Minerva sopesó su propuesta, sus
pies moviéndose inconscientemente con la música. Pronto su marido le tendió la
mano y ella le guio en un lento baile, su cabeza apoyada en sus hombros con
cariño. Su tierra natal le concedía la libertad de elegir su credo, y ella
decidió no rezar a ningún dios a pesar de las historias de Milagros y las
verdades que había visto en ellas. Era una de las cosas que más le había
fascinado a Erédeo de ella, su reticencia a ceder su completa devoción en algo
superior, su precaución aun cuando la Fe desafiaba lo establecido.

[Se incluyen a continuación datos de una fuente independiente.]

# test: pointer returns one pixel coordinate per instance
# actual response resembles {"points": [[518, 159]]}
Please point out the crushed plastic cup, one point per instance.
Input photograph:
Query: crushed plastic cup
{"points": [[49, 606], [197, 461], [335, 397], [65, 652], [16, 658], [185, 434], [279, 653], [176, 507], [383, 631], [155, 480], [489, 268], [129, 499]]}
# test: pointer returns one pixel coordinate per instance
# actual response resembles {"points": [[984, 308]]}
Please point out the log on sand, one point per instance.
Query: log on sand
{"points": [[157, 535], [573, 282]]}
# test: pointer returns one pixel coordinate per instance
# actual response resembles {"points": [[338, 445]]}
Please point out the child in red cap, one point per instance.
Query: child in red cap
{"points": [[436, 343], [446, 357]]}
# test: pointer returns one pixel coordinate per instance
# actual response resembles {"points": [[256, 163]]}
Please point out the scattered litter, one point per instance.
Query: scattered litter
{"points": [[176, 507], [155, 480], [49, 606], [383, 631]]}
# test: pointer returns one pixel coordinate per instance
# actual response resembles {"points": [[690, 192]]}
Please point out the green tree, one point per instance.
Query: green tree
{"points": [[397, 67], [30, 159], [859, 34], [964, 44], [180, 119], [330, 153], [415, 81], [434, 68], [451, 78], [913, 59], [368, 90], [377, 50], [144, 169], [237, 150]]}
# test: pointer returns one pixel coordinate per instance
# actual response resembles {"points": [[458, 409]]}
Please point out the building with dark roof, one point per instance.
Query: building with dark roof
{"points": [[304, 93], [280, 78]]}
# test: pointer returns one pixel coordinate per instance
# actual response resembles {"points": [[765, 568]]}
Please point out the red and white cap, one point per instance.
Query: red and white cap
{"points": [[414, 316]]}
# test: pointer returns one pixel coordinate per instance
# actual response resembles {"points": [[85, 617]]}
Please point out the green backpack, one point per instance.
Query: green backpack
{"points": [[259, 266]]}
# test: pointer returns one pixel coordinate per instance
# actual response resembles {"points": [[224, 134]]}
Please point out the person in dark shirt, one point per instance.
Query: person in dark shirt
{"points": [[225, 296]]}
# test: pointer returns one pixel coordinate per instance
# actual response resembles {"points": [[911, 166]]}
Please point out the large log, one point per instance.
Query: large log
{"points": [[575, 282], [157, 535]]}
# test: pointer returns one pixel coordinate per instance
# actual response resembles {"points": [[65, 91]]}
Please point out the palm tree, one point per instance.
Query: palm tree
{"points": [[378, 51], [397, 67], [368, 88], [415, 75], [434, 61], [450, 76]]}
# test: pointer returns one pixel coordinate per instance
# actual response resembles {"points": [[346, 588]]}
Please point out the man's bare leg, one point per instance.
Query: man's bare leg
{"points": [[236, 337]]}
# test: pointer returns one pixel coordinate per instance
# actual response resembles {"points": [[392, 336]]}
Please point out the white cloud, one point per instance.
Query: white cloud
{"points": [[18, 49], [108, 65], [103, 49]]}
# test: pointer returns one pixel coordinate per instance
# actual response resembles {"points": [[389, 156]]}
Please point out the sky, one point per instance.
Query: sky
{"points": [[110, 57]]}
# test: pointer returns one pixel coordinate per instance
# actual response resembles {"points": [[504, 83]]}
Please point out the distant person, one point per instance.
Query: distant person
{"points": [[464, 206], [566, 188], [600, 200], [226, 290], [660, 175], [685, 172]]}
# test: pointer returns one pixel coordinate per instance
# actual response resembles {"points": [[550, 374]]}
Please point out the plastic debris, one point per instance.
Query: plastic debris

―Podemos probar ―aceptó junto a
las notas finales de la canción―. Un último año de esperanza en el que ambos
pedimos ayuda a tu Luz.
―Maravilloso. Tendré que
enseñarte a rezar entonces.
―Supongo. Pero recuerda, solo me
permitiré desear resultados este año… ―su sonrisa creció, convirtiéndose en una
risa―. De todos modos, tampoco íbamos a dejar de intentarlo, ¿no?
Él soltó una carcajada.
―Cierto, pero no incluyas eso en
tus oraciones ―sus cuerpos se separaron, unidos solo por sus manos y dedos
entrelazados―. Y si, a pesar de todo, seguimos siendo solo dos, recuerda que jamás
cambiaré el amor que siento por ti.
Minerva sonrió, sabiendo que sus
sentimientos estaban en armonía una vez más.
―Jamás lo he dudado.
✽ ✽ ✽
Aun cuando no era la primera vez que visitaba la Catedral,
Minerva sintió la necesidad de parpadear al entrar para su concertada visita.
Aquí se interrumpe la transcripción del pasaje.